Belief is of course a very personal matter and many speakers told their personal stories. Although I was sent to Sunday
school and sang in a church choir, education soon got religion out of my system. A hefty dose of Darwin, the Crusades, the Inquisition and burning witches plus the implausibility of the Old Testament made me an atheist by my teenage years. The shift to humanism is easy once you abandon the idea of a supernatural force and an afterlife because it is an appealing belief system. What’s not to like about a philosophy that espouses reason, ethics and justice as a basis for human beings to make their own decisions and give meaning and shape to their lives without the need for organised religion imposing rigid creeds? The latest data suggests the younger generations are figuring this out.
The 2011 Census shows 25% of people identifying themselves as non-religious, up from 15% in 2001. Perhaps more significantly people with no religion had a much younger profile with 4 in 10 of those with no religion under 25. The more sophisticated questioning of the British Social Attitudes Survey in 2012 shows an even greater shift away from religion with half the population saying they do not belong to a religion, with this proportion rising to nearly two-thirds of 18-24 year-olds. This shift is significant because as the Survey said: “Getting an accurate picture of the importance of religion in people’s lives matters; not least because it influences the role of religion in policy making
and public life and helps guide the allocation of funding and resources.”
What is happening – almost unnoticed – is that older more religious generations are dying and being replaced by less religious generations. Some of us will be pleased by this and others less so. For Governments and Parliamentarians it
suggests that they should be more cautious about the weight they give to religious views when changes to public policy are under consideration. Examples of issues this applies to are abortion, assisted dying, faith schools and curriculum content, discrimination issues, employment law and public funding for religious organisations.

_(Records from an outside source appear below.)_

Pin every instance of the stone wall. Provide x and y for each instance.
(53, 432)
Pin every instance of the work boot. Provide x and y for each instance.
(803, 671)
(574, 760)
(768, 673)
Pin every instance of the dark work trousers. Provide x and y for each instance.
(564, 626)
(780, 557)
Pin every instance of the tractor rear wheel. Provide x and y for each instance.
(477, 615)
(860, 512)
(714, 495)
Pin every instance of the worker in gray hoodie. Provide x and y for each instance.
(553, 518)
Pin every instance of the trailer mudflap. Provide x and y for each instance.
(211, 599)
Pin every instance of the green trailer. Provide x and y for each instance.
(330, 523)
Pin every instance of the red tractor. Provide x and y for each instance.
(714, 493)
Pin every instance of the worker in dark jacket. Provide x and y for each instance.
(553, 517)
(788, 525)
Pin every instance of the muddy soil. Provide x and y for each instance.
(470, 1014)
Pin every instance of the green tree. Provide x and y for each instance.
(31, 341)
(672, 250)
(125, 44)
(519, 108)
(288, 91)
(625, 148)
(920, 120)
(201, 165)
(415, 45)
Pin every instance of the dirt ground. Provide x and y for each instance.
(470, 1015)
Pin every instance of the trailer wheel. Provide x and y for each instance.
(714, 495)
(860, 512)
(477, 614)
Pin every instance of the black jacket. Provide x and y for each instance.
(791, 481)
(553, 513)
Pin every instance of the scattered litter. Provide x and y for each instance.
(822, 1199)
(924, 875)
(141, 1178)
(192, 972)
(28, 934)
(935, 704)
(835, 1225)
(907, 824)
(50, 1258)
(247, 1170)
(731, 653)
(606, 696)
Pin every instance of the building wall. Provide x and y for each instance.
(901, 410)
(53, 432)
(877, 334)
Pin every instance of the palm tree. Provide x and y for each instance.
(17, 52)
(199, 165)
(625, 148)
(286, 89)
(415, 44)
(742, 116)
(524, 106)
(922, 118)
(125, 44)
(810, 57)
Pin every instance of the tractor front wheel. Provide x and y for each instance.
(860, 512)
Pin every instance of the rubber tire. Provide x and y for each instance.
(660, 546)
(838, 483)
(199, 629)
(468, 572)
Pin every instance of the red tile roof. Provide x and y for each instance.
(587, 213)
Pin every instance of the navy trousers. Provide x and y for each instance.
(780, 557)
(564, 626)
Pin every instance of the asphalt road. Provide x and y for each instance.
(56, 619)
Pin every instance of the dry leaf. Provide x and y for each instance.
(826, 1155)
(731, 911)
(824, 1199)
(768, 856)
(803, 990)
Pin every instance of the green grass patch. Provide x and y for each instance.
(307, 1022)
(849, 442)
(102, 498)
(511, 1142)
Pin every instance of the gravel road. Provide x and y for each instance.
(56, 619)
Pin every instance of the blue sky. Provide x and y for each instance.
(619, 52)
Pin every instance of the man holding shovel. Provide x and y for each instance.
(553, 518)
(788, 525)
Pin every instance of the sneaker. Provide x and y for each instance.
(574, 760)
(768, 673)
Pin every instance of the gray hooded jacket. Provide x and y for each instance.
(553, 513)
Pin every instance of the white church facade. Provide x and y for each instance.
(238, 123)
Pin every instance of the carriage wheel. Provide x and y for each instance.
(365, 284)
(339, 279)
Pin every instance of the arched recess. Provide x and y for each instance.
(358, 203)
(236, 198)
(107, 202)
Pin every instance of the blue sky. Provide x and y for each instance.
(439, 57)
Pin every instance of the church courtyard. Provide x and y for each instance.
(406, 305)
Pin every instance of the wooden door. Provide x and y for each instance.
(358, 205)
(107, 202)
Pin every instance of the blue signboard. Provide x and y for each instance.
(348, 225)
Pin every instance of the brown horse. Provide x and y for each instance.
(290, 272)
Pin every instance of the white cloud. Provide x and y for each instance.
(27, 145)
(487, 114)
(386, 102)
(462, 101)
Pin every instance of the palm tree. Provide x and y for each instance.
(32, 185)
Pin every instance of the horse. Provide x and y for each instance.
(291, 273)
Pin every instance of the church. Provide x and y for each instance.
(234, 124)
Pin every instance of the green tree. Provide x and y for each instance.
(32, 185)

For the media they also need to think about this shift away from religion among their viewers, listeners and readers, especially the public broadcasters. Closer to home do we really need so many protected places for bishops in a reformed House of Lords? Perhaps more controversially what are the implications for the monarchy? How can a sovereign be crowned as a defender of the faith or even faiths if the majority of the citizens have no faith at all? Perhaps the BBC should grant a humanist a slot on “Thought for the Day” to air these questions?